Peatlands constitute the most important terrestrial carbon reservoirs. While peat soils only cover 3% of the global land area, due to extensive drainage of large areas for forestry, agriculture and peat extraction they currently account for ca. 5% of all anthropogenic CO2 emissions. Until recently, these facts have been completely neglected by the UNFCCC and the Kyoto Protocol. Most countries have ignored greenhouse gas emissions from peatlands and have chosen not to implement any of the available, generally voluntary, activities for emission reduction.


During the International Climate Summit in Durban in 2011 the participating nations agreed on introducing a new activity, “Wetland drainage and restoration,” to increase the focus on peatlands as hotspots of greenhouse gas emissions during the Kyoto Protocol’s second commitment period, starting in 2013. Based on the limited information on peatland emissions many countries are hesitant about implementing this activity. Further UNFCCC mechanisms to offset emissions from peatlands include NAMAs (Nationally Appropriate Mitigation Actions), Joint Implementation (JI) and possibly the Clean Development Mechanism (CDM). The standards needed for measuring, reporting and control (MRV) in peatlands are being developed by the Intergovernmental Panel on Climate Change (IPCC). In addition, voluntary carbon markets offer incentives for emission reduction and international peatland and climate protection activities.

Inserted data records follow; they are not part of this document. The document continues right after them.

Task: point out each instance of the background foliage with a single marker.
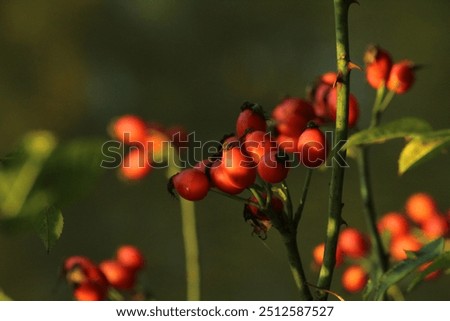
(70, 66)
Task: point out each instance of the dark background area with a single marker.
(71, 66)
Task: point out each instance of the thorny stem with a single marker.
(190, 239)
(301, 205)
(341, 133)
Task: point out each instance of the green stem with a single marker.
(295, 263)
(369, 208)
(190, 239)
(341, 133)
(301, 205)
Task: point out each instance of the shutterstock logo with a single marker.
(308, 151)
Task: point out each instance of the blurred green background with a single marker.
(70, 66)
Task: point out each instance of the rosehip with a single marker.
(240, 168)
(251, 117)
(436, 226)
(403, 243)
(319, 251)
(395, 223)
(432, 275)
(130, 257)
(129, 129)
(354, 279)
(136, 164)
(221, 179)
(312, 147)
(353, 108)
(191, 184)
(89, 292)
(353, 243)
(117, 275)
(292, 115)
(378, 65)
(272, 168)
(401, 77)
(420, 207)
(257, 143)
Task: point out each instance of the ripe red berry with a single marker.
(436, 226)
(353, 108)
(251, 117)
(292, 115)
(257, 143)
(89, 292)
(136, 164)
(130, 257)
(221, 179)
(319, 251)
(420, 207)
(129, 129)
(287, 144)
(395, 223)
(240, 168)
(320, 94)
(378, 65)
(272, 168)
(403, 243)
(432, 275)
(401, 77)
(312, 147)
(354, 279)
(117, 275)
(353, 243)
(191, 184)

The project’s goal is to supply information about reduction of emissions from peatlands to decision makers, UNFCCC delegations and scientists from the IPCC working groups, and to emphasize additional modes of utilization through peatland protection, restoration and sustainable use. It will offer practical solutions to address the concerns of countries with technical deficits regarding MRV and questions about the offsetting process. Thus, the project will create capacities in peatland-rich countries that can serve as an important contribution toward worldwide emission reduction. It will offer an incentive for nations listed in Appendix I of the Kyoto Protocol to reduce greenhouse gas emissions from peatlands by selecting the activity “Wetland drainage and restoration” during the Kyoto Protocol’s second commitment period, and it will help developing countries to reduce emissions with the aid of other UNFCCC mechanisms, such as CDM or NAMAs, or in voluntary carbon markets.


The project is supported through the Deutsche Gesellschaft für Internationale Zusammenarbeit (GiZ) GmbH (German Society for International Cooperation) under the International Initiative for Climate Protection (Internationalen Klimaschutzinitiative; IKI) of the Federal Minstry for the Environment, Nature Conservation and Reactor Safety (Bundesministerium für Umwelt, Naturschutz und Reaktorsicherheit; BMU). It is conducted as a joint venture by the University of Greifswald, Wetlands International (WI; Netherlands), Climate Focus (Netherlands) and the Michael Succow Foundation.